Other Desert Cities, written by Jon Robin Baitz and directed by Joe Mantello, is a thoughtful drama that explores questions of truth in families.  The Wyeth family gathers for Christmas in Palm Springs.  Lyman and Polly Wyeth are former Hollywood stars and Republican old guard.  Their daughter Brooke, recently recovering from a breakdown, announces she has written a memoir about the family.  The substance of the book sends the family into crisis and chaos dredging up a painful chapter in their lives from the past. 

Beneath the surface fights and political debates, the pain in this family is palpable but the reasons for it are not clear (though all is eventually revealed).  There are some terrific actors on display here.  Stockard Channing as the ice queen Polly Wyeth achieves so much with a look, or a single line delivery.  She's the matriarch who holds things together but does so with an iron fist of control.  Judith Light is the often funny, alcoholic aunt who has been the thorn her sister Polly's side for most of her life.  Rachel Griffiths is the daughter demanding truth at all costs. 

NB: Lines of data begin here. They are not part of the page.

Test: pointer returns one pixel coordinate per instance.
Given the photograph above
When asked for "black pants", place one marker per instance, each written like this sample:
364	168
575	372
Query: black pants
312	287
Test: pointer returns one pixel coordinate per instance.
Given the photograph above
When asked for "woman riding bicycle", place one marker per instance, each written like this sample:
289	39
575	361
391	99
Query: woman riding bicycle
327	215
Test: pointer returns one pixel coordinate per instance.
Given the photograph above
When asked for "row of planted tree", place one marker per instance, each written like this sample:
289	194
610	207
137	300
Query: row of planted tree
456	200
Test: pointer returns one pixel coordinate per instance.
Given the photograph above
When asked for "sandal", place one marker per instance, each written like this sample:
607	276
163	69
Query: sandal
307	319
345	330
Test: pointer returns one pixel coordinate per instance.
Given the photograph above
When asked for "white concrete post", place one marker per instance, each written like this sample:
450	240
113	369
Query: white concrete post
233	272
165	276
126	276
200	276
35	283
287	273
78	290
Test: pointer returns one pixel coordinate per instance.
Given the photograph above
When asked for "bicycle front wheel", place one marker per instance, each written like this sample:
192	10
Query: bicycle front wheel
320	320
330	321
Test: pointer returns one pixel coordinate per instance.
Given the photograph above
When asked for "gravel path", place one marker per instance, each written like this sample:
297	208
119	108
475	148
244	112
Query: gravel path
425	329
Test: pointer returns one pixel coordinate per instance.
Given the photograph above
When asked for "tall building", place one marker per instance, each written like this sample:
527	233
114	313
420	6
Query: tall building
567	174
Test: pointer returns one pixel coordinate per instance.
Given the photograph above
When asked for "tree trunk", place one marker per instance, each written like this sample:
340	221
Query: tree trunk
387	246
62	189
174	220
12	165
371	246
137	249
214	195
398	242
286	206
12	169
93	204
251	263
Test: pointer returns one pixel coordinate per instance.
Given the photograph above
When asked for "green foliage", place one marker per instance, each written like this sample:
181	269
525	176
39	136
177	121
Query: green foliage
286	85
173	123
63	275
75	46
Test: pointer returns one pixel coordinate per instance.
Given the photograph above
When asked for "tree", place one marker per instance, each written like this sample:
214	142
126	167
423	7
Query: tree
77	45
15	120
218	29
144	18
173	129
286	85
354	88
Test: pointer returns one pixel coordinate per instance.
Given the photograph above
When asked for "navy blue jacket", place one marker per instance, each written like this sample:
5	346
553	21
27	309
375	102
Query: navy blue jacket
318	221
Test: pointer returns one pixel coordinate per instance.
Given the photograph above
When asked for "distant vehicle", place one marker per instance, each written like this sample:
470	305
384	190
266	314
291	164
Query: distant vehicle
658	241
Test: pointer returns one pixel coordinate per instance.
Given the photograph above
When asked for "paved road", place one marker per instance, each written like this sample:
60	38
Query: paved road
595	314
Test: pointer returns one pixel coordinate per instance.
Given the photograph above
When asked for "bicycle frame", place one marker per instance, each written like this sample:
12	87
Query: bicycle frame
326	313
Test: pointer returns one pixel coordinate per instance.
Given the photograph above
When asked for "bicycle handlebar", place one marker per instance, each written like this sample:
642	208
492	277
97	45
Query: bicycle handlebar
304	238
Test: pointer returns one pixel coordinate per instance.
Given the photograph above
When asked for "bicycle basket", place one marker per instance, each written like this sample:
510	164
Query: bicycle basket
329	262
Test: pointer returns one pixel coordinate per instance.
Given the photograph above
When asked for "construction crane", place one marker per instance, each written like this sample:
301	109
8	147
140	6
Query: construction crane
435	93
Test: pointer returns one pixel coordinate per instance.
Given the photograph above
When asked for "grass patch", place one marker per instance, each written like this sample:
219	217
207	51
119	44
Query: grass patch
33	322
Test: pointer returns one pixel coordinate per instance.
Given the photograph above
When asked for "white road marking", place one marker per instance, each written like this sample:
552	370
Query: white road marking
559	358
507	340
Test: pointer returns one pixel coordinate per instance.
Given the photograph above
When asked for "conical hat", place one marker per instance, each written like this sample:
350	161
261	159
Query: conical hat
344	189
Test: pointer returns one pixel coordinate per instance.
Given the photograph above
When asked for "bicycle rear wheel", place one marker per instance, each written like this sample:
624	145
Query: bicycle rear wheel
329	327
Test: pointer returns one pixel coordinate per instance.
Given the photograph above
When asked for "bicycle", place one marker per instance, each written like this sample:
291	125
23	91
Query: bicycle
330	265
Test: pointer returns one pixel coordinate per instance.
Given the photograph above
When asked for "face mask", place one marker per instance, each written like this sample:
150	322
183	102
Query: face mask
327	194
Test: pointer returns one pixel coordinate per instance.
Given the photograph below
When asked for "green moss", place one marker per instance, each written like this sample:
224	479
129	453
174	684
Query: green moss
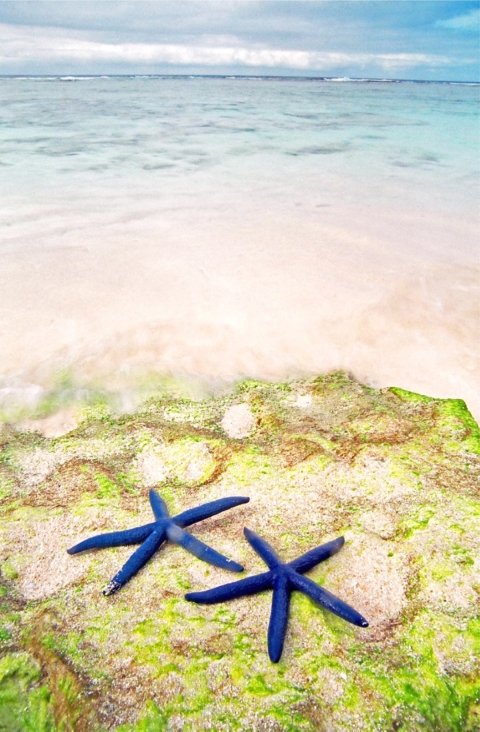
24	701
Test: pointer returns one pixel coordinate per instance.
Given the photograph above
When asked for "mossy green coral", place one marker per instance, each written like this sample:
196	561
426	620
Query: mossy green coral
396	473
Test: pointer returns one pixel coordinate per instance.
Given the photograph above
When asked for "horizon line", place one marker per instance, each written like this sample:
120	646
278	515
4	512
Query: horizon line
283	77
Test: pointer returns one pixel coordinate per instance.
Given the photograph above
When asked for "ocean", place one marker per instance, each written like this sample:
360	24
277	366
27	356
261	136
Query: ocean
208	229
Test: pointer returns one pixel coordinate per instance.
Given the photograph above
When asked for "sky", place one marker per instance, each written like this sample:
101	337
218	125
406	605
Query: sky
403	39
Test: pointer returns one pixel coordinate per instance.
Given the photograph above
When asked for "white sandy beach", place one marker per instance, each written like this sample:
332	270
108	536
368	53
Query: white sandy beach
388	294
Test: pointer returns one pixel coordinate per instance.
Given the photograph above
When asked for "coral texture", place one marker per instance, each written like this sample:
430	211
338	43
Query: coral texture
394	473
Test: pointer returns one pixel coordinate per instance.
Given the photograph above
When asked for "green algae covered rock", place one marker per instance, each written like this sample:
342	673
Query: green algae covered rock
395	473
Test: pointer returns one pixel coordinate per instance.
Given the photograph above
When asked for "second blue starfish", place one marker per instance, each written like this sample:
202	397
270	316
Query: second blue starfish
151	537
282	579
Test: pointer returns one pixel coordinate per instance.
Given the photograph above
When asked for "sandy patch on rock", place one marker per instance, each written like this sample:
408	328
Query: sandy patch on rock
56	425
190	463
238	421
37	551
370	575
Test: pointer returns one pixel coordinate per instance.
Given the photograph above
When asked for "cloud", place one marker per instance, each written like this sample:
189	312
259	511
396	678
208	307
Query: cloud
26	44
468	21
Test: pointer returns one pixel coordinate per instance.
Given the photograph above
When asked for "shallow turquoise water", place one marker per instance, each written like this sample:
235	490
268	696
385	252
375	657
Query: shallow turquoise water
278	138
239	227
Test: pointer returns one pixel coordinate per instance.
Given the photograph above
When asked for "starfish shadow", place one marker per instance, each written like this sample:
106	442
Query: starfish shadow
283	579
152	536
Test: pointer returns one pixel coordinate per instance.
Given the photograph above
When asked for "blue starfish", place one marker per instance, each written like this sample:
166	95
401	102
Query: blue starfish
283	579
151	536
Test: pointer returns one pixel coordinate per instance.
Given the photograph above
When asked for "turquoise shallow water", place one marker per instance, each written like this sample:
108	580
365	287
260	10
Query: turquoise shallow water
276	137
225	227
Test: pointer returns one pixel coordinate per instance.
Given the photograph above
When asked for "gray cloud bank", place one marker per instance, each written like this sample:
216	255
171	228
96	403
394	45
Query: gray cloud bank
330	38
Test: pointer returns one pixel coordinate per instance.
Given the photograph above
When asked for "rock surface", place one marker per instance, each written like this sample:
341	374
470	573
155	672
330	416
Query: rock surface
394	472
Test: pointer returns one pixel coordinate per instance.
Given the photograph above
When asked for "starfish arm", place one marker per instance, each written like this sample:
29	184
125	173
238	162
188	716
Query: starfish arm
278	618
187	518
201	550
158	505
264	550
315	556
327	600
241	588
136	562
115	538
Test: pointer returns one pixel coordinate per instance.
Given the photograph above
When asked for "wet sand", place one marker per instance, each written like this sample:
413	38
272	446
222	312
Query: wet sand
389	294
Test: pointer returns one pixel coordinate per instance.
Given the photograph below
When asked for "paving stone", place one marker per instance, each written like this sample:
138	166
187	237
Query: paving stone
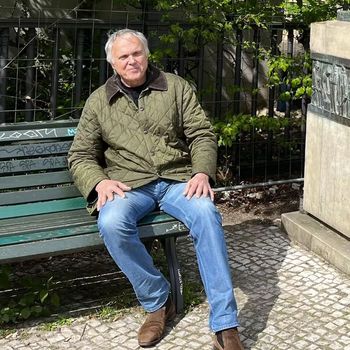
288	298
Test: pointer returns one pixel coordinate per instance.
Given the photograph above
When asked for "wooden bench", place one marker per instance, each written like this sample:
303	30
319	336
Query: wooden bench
41	211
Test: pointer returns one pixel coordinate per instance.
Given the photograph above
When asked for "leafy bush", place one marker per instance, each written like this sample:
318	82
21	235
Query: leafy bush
36	298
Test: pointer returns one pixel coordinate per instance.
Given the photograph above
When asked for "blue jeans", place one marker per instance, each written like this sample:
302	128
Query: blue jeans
117	223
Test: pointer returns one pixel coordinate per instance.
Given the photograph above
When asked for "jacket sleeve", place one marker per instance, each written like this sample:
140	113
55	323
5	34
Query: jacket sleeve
199	135
85	157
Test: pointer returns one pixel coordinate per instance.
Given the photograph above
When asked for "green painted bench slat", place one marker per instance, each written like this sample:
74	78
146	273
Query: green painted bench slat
32	164
145	232
66	219
39	195
50	247
31	149
39	179
35	132
41	207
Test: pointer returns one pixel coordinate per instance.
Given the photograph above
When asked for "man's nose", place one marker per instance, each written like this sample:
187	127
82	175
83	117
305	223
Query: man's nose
131	59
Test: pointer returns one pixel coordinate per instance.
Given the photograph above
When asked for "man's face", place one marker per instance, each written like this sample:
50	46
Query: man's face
130	60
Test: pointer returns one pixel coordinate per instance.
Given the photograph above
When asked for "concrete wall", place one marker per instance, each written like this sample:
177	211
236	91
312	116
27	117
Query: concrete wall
327	166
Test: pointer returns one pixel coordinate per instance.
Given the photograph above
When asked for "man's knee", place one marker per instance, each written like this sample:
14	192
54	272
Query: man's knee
115	222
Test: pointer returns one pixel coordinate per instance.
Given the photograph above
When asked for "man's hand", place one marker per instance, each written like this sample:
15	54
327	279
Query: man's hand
199	186
106	189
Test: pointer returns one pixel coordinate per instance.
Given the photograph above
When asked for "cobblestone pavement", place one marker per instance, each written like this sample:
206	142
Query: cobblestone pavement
288	299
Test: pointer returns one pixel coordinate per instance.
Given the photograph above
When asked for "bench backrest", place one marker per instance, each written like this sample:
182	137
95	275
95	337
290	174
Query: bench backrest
34	178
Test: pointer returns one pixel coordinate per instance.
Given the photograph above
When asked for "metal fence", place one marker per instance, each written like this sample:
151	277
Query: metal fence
49	66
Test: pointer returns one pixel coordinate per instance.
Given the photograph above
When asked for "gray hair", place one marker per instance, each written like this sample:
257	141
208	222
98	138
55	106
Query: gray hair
124	32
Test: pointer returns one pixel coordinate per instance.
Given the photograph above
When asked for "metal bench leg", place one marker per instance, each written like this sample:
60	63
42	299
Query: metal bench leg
174	272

I thought Stockard Channing was riveting.  Her character Polly is accused by her sister Silda of pretending to be someone she is not.  Channing manages to give shades of both the character she is and the one she pretends to be.

The material was compelling and you want to know what has happened to these characters.  You want to know how it all came to this, but I struggled with feeling sympathetic toward most of the family.  The most sympathetic character for me was the younger brother (played when I saw it by Thomas Sadowski and soon to be played by Justin Kirk) who has been putting up with all this nonsense for his whole life but he was too young to "remember" the event that set it all in motion.  Brooke was a particularly challenging character to process and connect to. I understood her compulsive need to get to the truth to help her heal but her "shock" that the family would not embrace her activity played false to me.  Her brother calls her on this a bit and I enjoyed when the two of them started dealing with each other more directly and honestly.  Sadowski's performance grew on me.  As the play went on, I could see more clearly the parallels between the children and their parents.  


The play sets up these characters with certain assumptions and then deconstructs those assumptions in the final analysis.  I guess I was less taken with the build up of drama in this story because it felt a little predictable.  I kind of expected one truth grenade to be taken out by someone else's truth bomb.  Part of me thinks I would be most interested in the sequel to this play that follows upon the the big "reveal" at the end.  I want to know how you live with each other after all that's said and done.

That said, I had such a strong reaction to the characters.  There was real artistry to the writing and acting.  But it would not have changed my top 10 for 2011.